The transition, expected to start after March 2025, coincides with the expiration of WWE’s current deal with SPNI. In 2020, SPNI renewed the WWE media rights for an estimated $180-210 million over five years.

SPNI has been keen to retain TV rights despite the global Netflix deal, according to people familiar with the matter, as the property didn’t perform well on the digital platform during the ongoing rights cycle. However, Netflix is determined to maintain exclusivity in the Indian market, they said.

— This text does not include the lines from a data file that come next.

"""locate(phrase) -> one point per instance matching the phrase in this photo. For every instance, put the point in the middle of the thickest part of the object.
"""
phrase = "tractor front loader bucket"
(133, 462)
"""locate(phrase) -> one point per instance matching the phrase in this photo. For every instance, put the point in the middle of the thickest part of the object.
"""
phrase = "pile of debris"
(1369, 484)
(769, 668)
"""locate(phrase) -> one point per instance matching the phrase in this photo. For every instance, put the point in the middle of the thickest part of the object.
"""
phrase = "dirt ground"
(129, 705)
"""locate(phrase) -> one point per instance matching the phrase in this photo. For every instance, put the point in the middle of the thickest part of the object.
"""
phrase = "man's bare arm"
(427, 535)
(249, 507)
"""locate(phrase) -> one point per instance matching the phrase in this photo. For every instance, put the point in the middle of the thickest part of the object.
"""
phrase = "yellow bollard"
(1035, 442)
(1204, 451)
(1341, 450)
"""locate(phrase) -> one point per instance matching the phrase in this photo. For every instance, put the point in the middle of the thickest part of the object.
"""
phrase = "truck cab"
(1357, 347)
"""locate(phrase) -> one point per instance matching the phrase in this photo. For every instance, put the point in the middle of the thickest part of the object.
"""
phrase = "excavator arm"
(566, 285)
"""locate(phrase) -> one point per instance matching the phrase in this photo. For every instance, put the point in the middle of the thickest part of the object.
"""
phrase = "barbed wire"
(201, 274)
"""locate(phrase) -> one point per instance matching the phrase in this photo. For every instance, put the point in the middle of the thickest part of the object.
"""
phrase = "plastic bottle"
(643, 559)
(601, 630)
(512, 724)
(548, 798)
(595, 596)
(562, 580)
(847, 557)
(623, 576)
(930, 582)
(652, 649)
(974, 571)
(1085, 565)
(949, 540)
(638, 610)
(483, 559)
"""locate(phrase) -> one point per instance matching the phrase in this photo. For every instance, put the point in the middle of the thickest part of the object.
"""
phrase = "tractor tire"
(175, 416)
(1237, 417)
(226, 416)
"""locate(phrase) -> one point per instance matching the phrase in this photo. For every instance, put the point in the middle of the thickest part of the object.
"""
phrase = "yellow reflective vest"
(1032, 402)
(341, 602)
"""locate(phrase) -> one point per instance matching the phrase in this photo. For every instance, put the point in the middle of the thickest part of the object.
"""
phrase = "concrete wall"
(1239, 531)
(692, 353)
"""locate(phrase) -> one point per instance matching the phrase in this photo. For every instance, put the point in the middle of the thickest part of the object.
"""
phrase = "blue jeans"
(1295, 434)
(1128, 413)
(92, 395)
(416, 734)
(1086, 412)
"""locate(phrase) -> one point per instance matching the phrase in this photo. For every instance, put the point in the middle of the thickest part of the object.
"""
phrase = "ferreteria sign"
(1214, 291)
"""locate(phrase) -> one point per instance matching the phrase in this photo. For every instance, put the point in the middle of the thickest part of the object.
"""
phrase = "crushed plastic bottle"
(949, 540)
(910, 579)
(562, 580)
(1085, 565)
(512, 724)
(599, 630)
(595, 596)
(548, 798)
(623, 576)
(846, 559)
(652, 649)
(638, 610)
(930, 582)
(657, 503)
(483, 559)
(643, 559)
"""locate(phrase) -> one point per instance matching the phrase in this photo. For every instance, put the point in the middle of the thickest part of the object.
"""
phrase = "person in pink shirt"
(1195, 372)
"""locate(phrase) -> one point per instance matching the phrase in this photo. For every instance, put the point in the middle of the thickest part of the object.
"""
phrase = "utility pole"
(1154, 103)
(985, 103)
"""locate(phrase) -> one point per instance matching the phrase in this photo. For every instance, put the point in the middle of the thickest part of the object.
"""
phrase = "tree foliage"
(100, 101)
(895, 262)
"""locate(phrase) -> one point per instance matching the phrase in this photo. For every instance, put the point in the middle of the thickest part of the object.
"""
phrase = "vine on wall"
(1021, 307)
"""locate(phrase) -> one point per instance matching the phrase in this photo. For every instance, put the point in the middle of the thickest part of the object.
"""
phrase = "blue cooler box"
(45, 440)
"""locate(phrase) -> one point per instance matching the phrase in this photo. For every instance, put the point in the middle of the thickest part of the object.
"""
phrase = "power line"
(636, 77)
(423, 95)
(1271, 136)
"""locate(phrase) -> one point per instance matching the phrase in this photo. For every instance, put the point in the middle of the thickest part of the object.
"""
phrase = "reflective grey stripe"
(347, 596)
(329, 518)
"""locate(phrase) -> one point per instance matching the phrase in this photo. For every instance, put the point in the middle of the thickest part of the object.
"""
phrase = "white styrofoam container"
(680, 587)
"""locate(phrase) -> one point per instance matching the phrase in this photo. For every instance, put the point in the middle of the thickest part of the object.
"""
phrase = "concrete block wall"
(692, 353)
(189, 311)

The partnership marks Netflix India’s entry into sports entertainment. While Netflix has been investing in live sports globally, including with the National Football League, its Indian operations have traditionally steered clear of sports, including cricket, which is the most-watched sport in the country across both television and digital platforms.

A Netflix India spokesperson confirmed that WWE content would be available on the platform starting in 2025. However, SPNI declined to comment on the matter.

WWE programming has been a staple on Ten Sports in India since 2002. SPNI acquired the sports network in 2016 for $385 million from Zee Entertainment and subsequently rebranded it as Sony Ten. Across Ten Sports and Sony Sports, WWE’s partnership has lasted for more than two decades.

Beginning in January 2025, Netflix will exclusively stream WWE’s flagship shows—Raw, SmackDown and NXT—in major markets, including the United States, Canada, United Kingdom and South America. By April 2025, the deal will extend to India, a crucial market for WWE’s global aspirations.

Outlining Netflix’s approach to sports properties, co-CEO Ted Sarandos recently stated that the platform’s interest lies in unique, global and youth-oriented sports opportunities. He said sports leagues also seek to attract global and younger audiences for long-term success.

However, experts say that transitioning WWE’s loyal fanbase from linear television to a subscription-based streaming service could pose significant challenges, particularly in India, where television still dominates with 900 million viewers compared to 547 million streaming users.

For Netflix India, which currently boasts 12 million subscribers, this partnership represents a major step in expanding its subscriber base. It is expected to attract WWE’s dedicated fanbase, potentially driving significant subscription growth.

The loss of WWE presents a substantial challenge for SPNI, for which the brand has long been a cornerstone of its sports programming. Analysts suggest that SPNI will need to explore alternative content in the sports entertainment domain to retain its audience. It had recently secured the Asian Cricket Council rights for $170 million.

Netflix will also face fierce competition from established players such as Disney+ Hotstar and JioCinema, which dominate India’s sports streaming landscape with premier offerings such as the Indian Premier League and International Cricket Council tournaments.